Jan Gaye, Wife Of Motown Legend Marvin Gaye, Died At The Age Of 66
Janis Hunter Gaye died at the age of 66. She was the second wife of the late singer Marvin Gaye. The singer’s ex-wife died on Saturday in her Rhode Island home where she lived with her daughter, Nona. No reason was given for the death.
“From the moment she met my father, she saw how sad he was about the world, and she did what she could to keep his memory alive after he was taken from us too soon,” Nona said in a statement to the Hollywood Reporter on Tuesday.
“She talked about every word and note of his music and wanted everyone to know about the man she fell in love with,” the 48-year-old said.
“I’ll never see her again in this life but I know she’s in heaven with my dad and speaks for us in the spirit world.” Janis met Marvin who had won two Grammys when she was 17 and they were both recordings in LA in 1973.
Ed Townsend Gaye’s producer was friends with her mother, Barbara so he took her to the studio to watch Gaye’s record. The next year they had a daughter named Nona. In 1975 they had a son named Frankie. In 1977, when she was 21 and he was 38 they got married.
Marvin wrote the hit song “Jan” about his girlfriend and dedicated his album “I Want You” to her.
Janis is the daughter of “The Flat Foot Floogie” and “Potato Chips” singer Slim Gaillard.
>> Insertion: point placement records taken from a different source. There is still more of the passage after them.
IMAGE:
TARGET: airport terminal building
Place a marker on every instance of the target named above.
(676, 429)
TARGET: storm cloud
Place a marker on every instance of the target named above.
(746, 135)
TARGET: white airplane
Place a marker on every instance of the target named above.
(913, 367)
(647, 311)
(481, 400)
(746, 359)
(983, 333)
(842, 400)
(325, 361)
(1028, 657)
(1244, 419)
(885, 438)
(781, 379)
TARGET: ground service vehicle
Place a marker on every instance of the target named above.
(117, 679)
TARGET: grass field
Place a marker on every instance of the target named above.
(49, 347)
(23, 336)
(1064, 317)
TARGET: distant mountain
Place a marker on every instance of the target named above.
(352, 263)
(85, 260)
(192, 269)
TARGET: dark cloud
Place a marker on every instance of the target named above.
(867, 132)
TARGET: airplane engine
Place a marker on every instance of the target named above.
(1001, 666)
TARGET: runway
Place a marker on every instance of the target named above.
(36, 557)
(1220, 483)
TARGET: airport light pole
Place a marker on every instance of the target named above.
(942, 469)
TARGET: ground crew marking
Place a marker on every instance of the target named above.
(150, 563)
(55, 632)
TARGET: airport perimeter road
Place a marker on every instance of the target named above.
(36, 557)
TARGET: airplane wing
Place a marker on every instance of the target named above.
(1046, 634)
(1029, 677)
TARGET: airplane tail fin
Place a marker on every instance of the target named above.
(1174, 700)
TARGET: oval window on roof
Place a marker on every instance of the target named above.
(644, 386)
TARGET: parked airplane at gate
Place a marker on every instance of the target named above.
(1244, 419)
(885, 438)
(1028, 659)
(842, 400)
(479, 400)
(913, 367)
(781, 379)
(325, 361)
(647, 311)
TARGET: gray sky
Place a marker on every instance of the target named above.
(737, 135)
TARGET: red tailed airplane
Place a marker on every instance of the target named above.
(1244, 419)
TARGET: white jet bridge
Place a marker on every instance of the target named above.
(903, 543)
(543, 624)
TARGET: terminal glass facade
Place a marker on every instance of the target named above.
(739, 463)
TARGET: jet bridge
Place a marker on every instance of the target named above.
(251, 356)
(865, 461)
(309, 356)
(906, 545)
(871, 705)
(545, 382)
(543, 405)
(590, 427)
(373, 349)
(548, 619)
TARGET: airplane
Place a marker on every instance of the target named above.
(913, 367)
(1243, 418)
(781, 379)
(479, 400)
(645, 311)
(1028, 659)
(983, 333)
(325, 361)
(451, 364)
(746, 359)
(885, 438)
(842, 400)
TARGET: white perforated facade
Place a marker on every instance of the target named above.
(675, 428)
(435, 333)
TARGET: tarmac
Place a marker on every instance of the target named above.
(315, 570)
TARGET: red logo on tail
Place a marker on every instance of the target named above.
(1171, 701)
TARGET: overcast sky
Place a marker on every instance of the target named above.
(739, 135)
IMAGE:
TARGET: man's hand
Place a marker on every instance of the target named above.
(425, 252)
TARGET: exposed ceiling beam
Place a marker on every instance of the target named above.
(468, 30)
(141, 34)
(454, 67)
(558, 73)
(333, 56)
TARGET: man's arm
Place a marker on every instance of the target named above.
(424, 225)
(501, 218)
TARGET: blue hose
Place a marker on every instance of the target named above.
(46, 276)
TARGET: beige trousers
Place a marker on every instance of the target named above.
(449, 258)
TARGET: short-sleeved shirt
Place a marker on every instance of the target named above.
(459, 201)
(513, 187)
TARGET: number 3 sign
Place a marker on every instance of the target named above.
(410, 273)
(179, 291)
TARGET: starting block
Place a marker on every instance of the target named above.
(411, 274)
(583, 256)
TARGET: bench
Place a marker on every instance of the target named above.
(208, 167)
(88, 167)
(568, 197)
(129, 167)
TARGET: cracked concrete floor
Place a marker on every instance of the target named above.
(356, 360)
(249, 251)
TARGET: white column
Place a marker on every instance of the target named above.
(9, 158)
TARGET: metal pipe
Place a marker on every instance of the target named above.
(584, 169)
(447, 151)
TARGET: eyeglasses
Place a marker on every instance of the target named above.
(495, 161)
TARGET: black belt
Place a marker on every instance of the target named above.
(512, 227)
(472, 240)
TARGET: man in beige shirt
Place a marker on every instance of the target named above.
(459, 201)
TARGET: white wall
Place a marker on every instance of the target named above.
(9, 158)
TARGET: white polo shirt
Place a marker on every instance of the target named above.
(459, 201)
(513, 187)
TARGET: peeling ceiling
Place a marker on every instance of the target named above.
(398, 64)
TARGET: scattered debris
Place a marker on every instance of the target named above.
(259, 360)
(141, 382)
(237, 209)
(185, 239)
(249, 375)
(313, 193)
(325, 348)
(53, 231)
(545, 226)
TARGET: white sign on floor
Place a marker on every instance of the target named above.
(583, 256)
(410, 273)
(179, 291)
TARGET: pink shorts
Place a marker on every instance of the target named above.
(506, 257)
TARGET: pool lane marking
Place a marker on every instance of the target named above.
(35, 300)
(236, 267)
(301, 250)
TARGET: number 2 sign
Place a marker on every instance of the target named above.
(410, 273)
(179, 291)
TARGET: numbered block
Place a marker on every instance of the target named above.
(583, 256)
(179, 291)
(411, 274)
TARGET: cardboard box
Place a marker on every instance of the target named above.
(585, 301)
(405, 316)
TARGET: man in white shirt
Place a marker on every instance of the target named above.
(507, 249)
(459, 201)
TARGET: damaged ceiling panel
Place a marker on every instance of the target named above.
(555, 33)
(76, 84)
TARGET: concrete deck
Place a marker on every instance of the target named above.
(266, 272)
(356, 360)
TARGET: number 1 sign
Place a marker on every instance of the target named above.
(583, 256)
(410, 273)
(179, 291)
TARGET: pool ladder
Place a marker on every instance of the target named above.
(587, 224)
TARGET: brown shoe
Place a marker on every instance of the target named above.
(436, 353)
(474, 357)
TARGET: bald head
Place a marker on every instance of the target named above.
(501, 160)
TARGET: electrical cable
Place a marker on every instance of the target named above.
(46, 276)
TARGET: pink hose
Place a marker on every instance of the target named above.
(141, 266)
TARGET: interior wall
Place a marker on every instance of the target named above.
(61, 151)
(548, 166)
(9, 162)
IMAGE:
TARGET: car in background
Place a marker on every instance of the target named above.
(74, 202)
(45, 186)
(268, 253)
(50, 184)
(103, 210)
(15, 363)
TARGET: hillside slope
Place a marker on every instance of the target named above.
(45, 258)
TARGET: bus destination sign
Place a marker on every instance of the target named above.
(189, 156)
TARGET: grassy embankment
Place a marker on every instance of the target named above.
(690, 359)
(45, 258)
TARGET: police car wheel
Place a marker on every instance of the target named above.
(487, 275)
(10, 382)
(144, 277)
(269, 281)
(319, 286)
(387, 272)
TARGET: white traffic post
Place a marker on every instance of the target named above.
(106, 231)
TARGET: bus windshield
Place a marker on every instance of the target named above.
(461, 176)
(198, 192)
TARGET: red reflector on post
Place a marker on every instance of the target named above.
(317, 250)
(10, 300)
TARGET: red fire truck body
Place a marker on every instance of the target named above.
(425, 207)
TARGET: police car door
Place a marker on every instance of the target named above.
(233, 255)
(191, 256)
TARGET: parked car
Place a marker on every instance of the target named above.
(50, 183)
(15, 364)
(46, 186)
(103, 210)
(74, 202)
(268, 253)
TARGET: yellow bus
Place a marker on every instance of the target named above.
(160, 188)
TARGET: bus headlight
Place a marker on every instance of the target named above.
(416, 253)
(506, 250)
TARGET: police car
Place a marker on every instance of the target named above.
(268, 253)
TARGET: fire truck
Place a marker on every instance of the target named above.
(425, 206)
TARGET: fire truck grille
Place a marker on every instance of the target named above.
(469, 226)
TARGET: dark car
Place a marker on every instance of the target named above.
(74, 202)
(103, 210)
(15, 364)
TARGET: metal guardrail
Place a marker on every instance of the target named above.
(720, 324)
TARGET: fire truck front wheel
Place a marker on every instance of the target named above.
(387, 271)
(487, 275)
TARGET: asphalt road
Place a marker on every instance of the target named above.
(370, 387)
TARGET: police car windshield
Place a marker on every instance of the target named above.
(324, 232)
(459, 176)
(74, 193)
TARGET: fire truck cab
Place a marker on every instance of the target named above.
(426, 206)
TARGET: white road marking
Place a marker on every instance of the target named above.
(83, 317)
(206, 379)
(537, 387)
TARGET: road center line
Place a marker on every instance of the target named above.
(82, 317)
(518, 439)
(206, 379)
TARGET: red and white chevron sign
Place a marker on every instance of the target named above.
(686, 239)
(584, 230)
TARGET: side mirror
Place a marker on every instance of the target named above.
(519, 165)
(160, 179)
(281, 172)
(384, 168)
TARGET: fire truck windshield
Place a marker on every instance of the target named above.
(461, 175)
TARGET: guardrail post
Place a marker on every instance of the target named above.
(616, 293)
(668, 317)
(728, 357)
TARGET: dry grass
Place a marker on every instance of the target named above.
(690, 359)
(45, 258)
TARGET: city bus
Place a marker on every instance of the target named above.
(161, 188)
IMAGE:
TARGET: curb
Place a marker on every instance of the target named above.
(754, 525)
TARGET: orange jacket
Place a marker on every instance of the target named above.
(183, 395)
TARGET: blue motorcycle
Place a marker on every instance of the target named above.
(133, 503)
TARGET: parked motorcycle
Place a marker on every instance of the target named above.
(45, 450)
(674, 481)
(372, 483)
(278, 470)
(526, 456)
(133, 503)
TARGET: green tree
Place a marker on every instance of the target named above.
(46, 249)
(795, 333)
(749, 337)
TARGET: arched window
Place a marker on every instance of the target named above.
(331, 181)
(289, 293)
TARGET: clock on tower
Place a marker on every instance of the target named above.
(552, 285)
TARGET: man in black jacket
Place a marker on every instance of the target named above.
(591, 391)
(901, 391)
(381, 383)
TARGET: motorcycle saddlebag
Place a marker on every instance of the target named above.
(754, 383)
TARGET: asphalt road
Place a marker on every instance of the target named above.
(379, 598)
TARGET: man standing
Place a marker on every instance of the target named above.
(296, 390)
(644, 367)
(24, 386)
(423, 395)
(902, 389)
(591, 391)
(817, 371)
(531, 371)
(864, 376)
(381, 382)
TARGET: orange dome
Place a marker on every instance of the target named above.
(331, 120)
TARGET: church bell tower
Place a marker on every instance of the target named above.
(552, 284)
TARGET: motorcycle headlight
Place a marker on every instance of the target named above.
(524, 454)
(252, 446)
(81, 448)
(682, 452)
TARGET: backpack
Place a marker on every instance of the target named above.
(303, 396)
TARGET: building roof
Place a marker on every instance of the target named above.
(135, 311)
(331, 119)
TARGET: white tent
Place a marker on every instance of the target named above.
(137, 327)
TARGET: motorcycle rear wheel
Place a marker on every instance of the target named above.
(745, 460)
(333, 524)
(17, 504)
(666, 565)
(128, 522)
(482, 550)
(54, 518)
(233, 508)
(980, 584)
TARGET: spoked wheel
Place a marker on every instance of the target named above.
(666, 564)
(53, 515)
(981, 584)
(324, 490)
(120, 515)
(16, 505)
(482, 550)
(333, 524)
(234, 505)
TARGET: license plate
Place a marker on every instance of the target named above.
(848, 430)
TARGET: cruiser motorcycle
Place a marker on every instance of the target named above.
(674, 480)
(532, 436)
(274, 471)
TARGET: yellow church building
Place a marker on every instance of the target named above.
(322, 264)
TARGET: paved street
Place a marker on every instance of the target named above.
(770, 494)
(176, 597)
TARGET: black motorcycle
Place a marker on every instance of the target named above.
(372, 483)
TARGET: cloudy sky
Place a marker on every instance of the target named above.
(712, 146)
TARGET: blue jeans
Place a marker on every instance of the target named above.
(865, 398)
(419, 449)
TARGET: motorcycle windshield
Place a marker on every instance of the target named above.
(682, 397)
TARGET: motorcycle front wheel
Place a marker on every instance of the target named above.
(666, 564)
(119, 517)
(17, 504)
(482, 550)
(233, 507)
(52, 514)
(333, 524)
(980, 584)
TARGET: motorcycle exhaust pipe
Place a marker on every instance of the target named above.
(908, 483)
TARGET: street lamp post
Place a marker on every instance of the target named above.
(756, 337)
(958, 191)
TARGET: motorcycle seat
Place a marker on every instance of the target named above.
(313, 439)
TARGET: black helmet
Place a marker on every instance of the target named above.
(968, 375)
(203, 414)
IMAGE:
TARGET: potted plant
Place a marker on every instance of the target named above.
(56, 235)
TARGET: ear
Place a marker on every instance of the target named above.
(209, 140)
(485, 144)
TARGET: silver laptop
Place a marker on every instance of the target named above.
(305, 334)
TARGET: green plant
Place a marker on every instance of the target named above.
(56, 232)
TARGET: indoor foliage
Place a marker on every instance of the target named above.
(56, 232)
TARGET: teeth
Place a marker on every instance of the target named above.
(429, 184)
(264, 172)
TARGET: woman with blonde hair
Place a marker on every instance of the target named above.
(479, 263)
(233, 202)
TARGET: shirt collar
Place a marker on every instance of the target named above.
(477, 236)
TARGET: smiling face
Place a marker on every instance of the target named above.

She also sang on Marvin’s hit song “Got To Give It Up.”
Later, they got a divorce in 1981 which was only three years before Marvin’s father killed him the day before he turned 45. Janis later oversaw her daughter Nona’s acting career which got her parts in “The Matrix” movies, “Ali,” and “Crash,” which won an Oscar.
Janis’s son Frankie, her daughter Nona, her sister Shawnn, her brother Mark, and her grandson Nolan are all still alive.
In her 2013 memoir “After the Dance: My Life with Marvin Gaye,” which she wrote with David Ritz, Janis talked openly about her relationship with the singer.
Janis wrote in the book about the first time she saw Marvin.
She wrote at the time, “His face showed a gentleness that carried the same promise as [one of his songs]: that life doesn’t have to be harsh when it’s lifted by melody and framed by harmony.” “His sound took away all the hurt.”